De Kerk is Gods bouwland, Gods akker (1 Kor. 3, 9). Op die akker groeit de oude olijfboom, waarvan de patriarchen de heilige wortel waren, en waarin de verzoening van Joden en heidenen tot stand is gekomen en tot stand zal komen (Rom. 11, 13-26). De Kerk is door de hemelse Landbouwer geplant als een uitgelezen wijngaard (Mt. 21, 33-43, par.) Vgl. Jes. 5, 1. vv. . De ware wijnstok is Christus, die leven en vruchtbaarheid geeft aan de ranken, aan ons, die door de Kerk in Hem blijven en zonder wie wij niets kunnen (Joh. 15, 1-5).

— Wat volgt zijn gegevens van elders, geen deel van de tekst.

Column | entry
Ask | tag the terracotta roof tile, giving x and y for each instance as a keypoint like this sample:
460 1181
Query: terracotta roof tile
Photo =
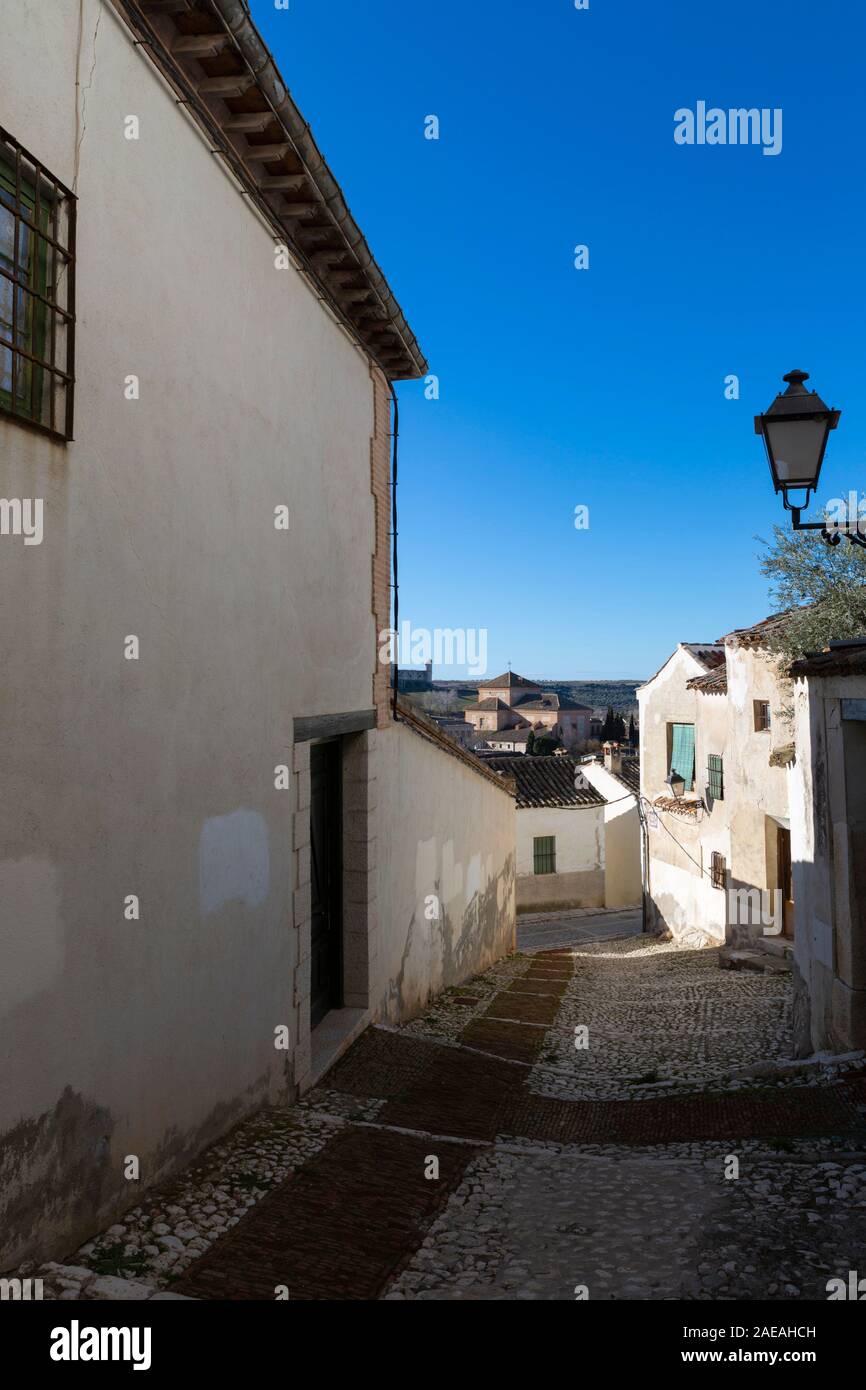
837 659
715 683
545 781
510 680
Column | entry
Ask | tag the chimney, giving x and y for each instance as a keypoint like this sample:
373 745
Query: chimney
613 758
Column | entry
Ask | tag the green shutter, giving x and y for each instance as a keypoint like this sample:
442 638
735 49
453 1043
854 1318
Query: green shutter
544 854
683 754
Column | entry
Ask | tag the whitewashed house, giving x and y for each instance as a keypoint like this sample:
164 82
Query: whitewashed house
617 779
220 852
829 848
719 852
560 834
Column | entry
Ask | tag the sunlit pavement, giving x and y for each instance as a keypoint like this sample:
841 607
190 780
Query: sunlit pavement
549 930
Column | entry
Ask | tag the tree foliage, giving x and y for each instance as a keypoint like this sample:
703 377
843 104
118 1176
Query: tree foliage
822 588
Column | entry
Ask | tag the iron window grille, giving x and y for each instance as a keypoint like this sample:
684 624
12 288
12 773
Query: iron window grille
544 854
762 716
36 293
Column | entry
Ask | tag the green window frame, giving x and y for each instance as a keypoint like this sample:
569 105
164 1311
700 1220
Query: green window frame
762 716
36 293
683 754
31 271
544 854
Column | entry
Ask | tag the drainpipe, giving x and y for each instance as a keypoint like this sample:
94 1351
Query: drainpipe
394 545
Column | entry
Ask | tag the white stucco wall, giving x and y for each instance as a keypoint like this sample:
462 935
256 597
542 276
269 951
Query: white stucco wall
580 858
622 837
156 777
827 852
444 833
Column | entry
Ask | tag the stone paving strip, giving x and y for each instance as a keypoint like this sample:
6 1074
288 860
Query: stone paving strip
553 1173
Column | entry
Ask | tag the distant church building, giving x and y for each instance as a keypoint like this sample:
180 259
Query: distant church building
513 702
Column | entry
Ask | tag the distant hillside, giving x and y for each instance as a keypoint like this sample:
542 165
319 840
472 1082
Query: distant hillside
597 694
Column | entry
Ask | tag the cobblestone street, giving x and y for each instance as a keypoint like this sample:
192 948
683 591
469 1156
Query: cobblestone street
563 1171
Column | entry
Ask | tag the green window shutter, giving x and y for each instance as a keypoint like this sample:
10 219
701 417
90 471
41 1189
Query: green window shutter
544 854
683 754
29 270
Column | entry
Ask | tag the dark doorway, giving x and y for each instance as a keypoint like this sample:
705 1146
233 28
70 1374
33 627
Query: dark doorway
786 880
325 875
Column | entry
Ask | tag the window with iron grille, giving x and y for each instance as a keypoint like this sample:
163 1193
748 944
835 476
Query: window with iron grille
762 716
544 854
36 292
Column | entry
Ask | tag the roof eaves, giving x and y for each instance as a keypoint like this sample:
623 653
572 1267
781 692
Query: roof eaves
238 96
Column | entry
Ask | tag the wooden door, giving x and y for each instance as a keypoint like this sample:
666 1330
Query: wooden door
786 880
325 876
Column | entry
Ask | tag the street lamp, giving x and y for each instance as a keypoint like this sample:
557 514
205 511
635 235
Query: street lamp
795 431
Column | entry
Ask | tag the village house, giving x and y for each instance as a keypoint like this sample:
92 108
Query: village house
224 849
829 848
559 834
616 777
513 702
717 858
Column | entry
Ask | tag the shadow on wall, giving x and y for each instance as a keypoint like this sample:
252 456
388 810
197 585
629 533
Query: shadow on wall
439 951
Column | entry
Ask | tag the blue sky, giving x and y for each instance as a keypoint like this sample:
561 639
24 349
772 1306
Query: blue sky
602 387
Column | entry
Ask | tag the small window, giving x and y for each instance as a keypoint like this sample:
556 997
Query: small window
544 854
36 292
683 752
762 716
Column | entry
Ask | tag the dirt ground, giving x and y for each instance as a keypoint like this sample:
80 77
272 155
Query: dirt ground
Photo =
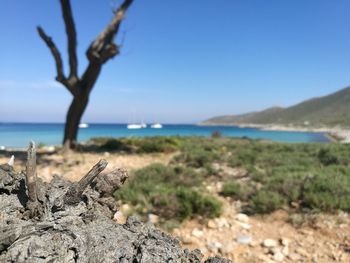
242 238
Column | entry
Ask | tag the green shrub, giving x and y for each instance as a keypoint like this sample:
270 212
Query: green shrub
115 145
173 193
157 145
266 202
326 157
328 191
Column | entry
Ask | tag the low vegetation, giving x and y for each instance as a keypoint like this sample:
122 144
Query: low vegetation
297 177
174 193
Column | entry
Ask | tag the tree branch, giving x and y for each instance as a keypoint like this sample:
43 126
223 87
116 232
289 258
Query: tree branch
58 60
32 204
75 191
103 48
72 38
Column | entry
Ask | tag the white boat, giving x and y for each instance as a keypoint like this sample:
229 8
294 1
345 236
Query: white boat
83 125
156 126
134 126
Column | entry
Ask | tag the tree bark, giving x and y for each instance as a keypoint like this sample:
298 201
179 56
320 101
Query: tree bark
74 114
98 53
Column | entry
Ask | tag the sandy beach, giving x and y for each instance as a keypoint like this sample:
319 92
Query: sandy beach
335 134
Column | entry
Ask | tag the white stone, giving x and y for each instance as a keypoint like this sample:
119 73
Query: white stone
270 243
154 219
214 246
197 233
119 217
221 222
285 241
245 225
242 218
294 257
125 208
244 240
279 257
11 161
212 224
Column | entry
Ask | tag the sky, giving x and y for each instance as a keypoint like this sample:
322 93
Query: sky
182 61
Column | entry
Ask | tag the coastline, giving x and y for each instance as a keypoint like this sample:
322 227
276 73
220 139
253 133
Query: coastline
334 134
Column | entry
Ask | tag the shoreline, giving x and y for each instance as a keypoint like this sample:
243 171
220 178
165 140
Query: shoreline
334 134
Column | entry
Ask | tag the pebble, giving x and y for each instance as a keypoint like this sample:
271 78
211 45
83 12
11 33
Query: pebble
242 218
278 256
294 257
125 208
285 241
197 233
119 217
245 225
244 239
187 240
285 250
212 224
214 246
154 219
270 243
221 222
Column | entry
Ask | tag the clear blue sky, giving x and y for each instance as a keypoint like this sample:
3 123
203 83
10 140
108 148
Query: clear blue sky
182 60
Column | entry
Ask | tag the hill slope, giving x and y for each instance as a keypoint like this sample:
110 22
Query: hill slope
330 110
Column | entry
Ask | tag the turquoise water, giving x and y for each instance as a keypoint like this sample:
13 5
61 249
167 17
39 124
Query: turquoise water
19 134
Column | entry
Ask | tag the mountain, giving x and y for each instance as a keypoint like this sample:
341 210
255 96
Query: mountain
330 110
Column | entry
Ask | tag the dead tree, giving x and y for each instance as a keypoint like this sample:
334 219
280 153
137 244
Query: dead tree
98 53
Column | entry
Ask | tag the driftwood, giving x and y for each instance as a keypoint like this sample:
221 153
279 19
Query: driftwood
64 222
102 49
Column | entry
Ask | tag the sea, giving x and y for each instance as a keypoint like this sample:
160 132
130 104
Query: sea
17 135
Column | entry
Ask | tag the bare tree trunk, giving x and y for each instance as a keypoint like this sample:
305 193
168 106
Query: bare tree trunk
74 114
101 49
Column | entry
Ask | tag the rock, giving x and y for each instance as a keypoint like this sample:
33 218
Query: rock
294 257
219 186
301 251
60 228
221 222
197 233
285 250
154 219
244 239
212 224
125 208
278 256
285 241
242 218
245 225
214 246
187 240
228 248
268 243
119 217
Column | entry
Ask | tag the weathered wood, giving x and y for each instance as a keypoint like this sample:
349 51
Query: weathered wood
31 172
31 180
75 191
98 53
83 233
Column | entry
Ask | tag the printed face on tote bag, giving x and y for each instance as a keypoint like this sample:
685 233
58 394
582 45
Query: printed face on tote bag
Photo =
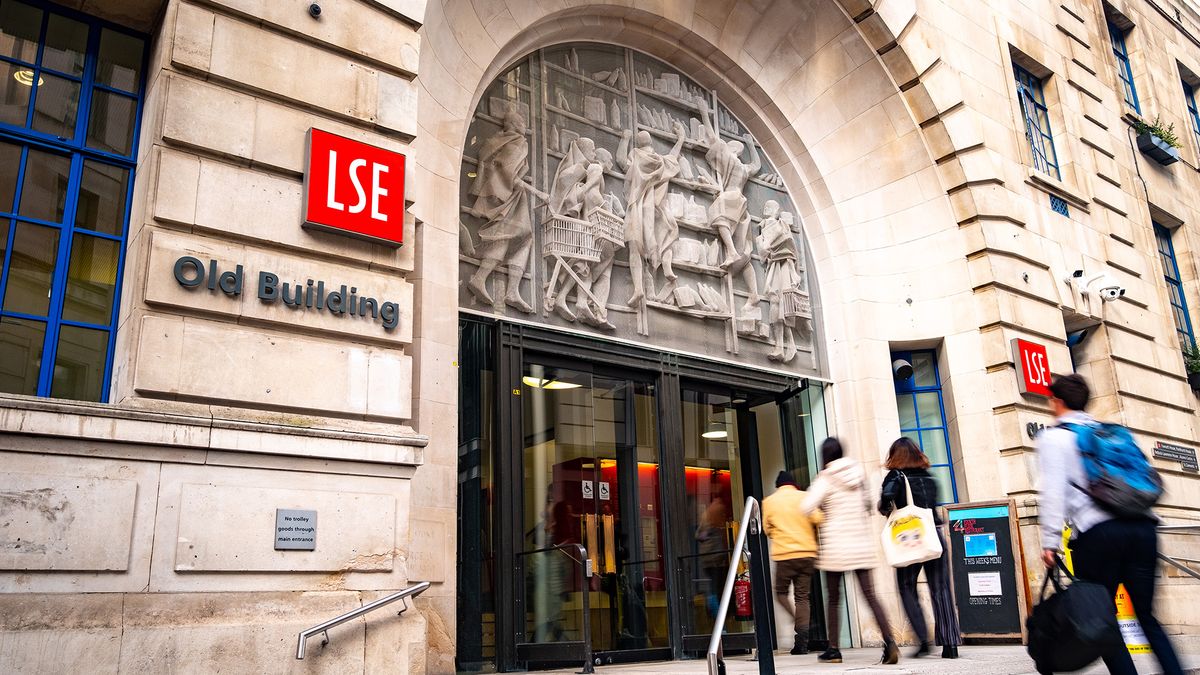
906 532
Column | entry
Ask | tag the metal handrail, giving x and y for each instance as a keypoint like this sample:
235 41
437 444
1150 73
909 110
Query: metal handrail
1177 562
750 519
415 590
586 568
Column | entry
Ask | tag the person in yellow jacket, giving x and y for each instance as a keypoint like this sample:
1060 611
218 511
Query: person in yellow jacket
793 547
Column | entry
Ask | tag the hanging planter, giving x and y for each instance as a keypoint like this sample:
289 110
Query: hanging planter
1158 149
1194 381
1158 141
1192 365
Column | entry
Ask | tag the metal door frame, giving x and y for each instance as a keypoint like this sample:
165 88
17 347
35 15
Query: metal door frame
519 342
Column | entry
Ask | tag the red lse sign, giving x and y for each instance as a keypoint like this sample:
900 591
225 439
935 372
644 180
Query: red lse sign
1032 368
354 189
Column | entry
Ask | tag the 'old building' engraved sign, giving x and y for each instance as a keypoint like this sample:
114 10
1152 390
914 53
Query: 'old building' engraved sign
295 530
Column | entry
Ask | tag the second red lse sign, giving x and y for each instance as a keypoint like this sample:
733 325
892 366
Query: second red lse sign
1032 368
354 189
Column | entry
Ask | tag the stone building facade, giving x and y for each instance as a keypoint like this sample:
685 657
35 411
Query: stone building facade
958 178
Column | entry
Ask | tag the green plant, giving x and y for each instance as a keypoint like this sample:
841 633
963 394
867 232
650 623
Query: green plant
1165 132
1192 358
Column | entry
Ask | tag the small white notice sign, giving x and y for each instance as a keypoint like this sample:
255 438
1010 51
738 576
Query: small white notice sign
295 530
984 584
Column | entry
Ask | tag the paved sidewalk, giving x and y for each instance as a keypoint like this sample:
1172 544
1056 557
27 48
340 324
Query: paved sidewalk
1007 659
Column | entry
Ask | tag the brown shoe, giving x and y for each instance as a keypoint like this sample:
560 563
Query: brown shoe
891 653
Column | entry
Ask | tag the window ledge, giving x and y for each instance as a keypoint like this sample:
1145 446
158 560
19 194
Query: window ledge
183 430
1051 185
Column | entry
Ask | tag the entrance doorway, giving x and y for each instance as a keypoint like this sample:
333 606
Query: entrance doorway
600 489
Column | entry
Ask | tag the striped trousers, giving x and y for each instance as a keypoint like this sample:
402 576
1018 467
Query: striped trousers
946 616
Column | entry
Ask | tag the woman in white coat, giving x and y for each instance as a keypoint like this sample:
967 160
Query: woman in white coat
847 542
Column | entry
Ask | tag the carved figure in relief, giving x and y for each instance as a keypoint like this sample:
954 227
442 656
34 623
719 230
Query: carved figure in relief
649 230
593 305
778 248
729 213
502 198
565 191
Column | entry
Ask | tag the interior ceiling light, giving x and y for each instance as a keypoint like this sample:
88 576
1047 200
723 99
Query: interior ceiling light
545 383
714 431
25 77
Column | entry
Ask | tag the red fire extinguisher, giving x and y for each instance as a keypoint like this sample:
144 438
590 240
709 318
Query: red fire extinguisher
743 607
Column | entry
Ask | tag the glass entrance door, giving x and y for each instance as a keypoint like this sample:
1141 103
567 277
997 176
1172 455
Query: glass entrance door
642 463
591 473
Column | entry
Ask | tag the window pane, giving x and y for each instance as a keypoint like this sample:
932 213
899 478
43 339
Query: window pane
929 410
31 272
79 364
19 29
111 126
906 410
66 41
91 280
923 369
58 103
16 83
45 191
120 60
101 205
10 166
933 442
21 354
945 485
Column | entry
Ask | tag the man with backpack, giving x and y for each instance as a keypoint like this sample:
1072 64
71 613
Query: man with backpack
1096 479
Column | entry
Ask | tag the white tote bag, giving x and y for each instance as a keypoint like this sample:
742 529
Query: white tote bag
911 533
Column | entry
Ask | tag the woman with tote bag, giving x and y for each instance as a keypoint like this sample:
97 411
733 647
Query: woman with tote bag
910 476
846 543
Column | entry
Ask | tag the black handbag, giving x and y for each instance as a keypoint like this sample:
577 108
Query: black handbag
1073 627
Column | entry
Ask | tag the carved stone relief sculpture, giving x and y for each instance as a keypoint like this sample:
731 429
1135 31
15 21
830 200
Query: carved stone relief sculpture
649 230
661 222
582 236
785 285
502 198
730 214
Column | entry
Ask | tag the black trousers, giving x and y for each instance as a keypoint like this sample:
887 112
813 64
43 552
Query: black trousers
946 616
1126 551
867 585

Meermalen ook wordt de Kerk Gods bouwwerk genoemd (1 Kor. 3, 9). De Heer zelf heeft zich vergeleken met de steen, die de bouwlieden hebben afgekeurd, maar die de hoeksteen is geworden (Mt. 21, 42) Vgl. Hand. 4, 11 Vgl. 1 Pt. 2, 7 Vgl. Ps. 118, 22 . Op dit fundament wordt de Kerk gebouwd door de apostelen Vgl. 1 Kor. 3, 11 ; dit fundament geeft haar hechtheid en houdt haar tezamen.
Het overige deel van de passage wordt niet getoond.